1Present address: Ralf Janssen, Department for Earth Sciences, Uppsala University, Palaeontology Group, Villavägen 16, 75236 Uppsala, Sweden.
Diverged and conserved aspects of heart formation in a spider
Version of Record online: 3 MAR 2008
© 2008 The Author(s); Journal compilation © 2008 Blackwell Publishing Ltd
Evolution & Development
Volume 10, Issue 2, pages 155–165, March/April 2008
How to Cite
Janssen, R. and Damen, W. G.M. (2008), Diverged and conserved aspects of heart formation in a spider. Evolution & Development, 10: 155–165. doi: 10.1111/j.1525-142X.2008.00223.x
- Issue online: 3 MAR 2008
- Version of Record online: 3 MAR 2008
SUMMARY Heart development exhibits some striking similarities between vertebrates and arthropods, for example in both cases the heart develops as a linear tube from mesodermal cells.
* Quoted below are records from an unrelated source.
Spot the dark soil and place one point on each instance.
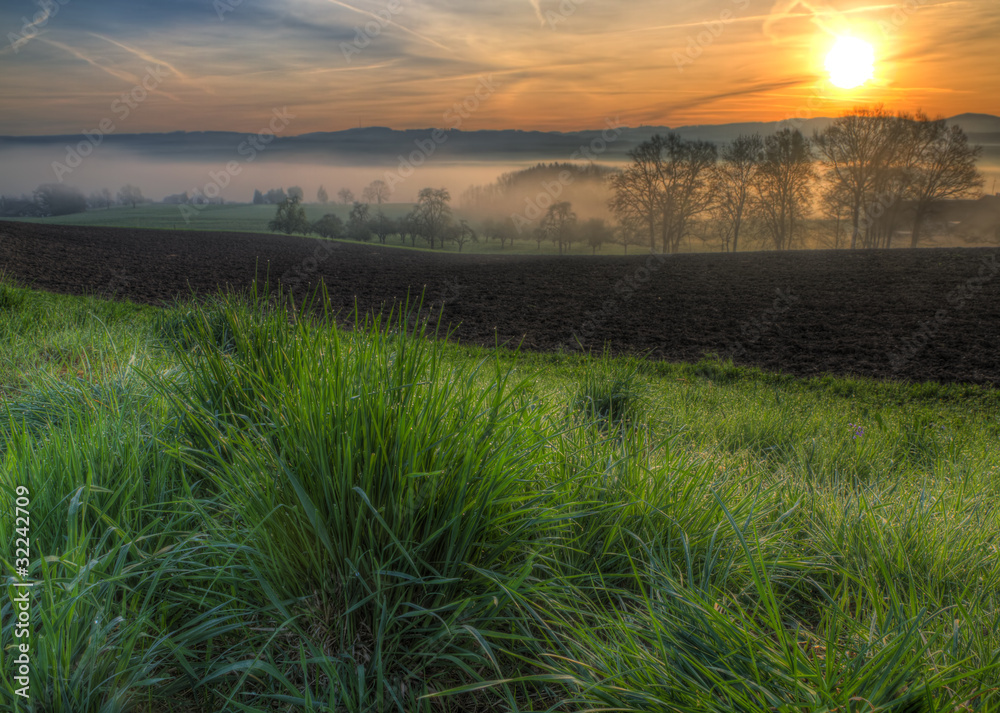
(918, 315)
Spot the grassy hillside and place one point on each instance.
(232, 509)
(254, 219)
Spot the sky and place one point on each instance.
(563, 65)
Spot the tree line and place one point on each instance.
(871, 173)
(52, 199)
(431, 222)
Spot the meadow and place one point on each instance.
(238, 507)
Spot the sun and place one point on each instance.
(850, 63)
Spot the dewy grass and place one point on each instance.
(239, 508)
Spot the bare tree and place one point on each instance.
(596, 232)
(359, 223)
(629, 232)
(636, 189)
(784, 185)
(665, 187)
(946, 169)
(432, 214)
(733, 187)
(855, 150)
(501, 230)
(464, 234)
(558, 224)
(130, 195)
(377, 192)
(382, 226)
(686, 192)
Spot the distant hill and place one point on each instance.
(383, 146)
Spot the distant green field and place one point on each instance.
(232, 217)
(246, 218)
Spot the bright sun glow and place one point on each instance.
(850, 63)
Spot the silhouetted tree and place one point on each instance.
(784, 184)
(59, 199)
(855, 149)
(329, 226)
(290, 217)
(502, 230)
(276, 196)
(432, 214)
(946, 168)
(130, 195)
(383, 226)
(665, 187)
(558, 224)
(359, 223)
(596, 232)
(733, 187)
(376, 192)
(464, 234)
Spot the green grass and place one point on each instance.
(237, 510)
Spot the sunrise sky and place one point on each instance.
(226, 64)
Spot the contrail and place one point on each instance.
(118, 74)
(124, 76)
(537, 4)
(394, 24)
(146, 57)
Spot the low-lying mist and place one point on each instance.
(25, 169)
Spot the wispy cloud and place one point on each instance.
(391, 22)
(538, 11)
(117, 73)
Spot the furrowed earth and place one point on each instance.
(914, 315)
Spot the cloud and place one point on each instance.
(537, 4)
(407, 30)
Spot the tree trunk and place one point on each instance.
(918, 220)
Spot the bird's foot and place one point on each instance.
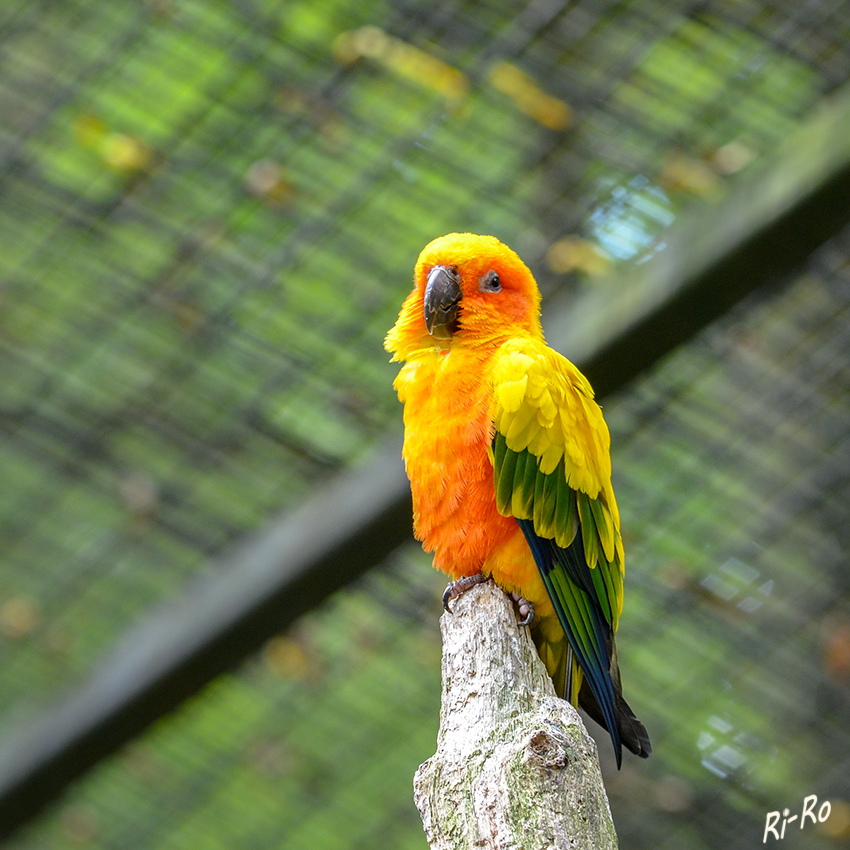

Furthermore, the underlying molecular pathways exhibit a significant number of similarities between vertebrates and the fruit fly Drosophila, suggesting a common origin of heart development in the last common ancestor of flies and vertebrates. However, there is hardly any molecular data from other animals. Here we show that many of the key genes are also active in heart development in the spider Cupiennius salei. Spiders belong to the chelicerates and are distantly related to insects with respect to the other arthropods. The tinman/Nkx2.5 ortholog is the first gene to be specifically expressed in the presumptive spider heart, like in flies and vertebrates. We also show that tinman is expressed in a similar way in the beetle Tribolium castaneum. Taken together this demonstrates that tinman has a conserved role in the specification of the arthropod heart. In addition, we analyzed the expression of other heart genes (decapentaplegic, Wnt5, H15, even-skipped, and Mef2 ) in Cupiennius. The expression of these genes suggests that the genetic pathway of heart development may be largely conserved among arthropods. However, a major difference is seen in the earlier expression of the even-skipped gene in the developing spider heart compared with Drosophila, implying that the role of even-skipped in heart formation might have changed during arthropod evolution. The most striking finding, however, is that in addition to the dorsal tissue of the fourth walking leg segment and the opisthosomal segments, we discovered tinman-expressing cells that arise from a position dorsal to the cephalic lobe and that contribute to the anterior dorsal vessel. In contrast to the posterior heart tissue, these cells do not express the other heart genes. The spider heart thus is composed of two distinct populations of cells.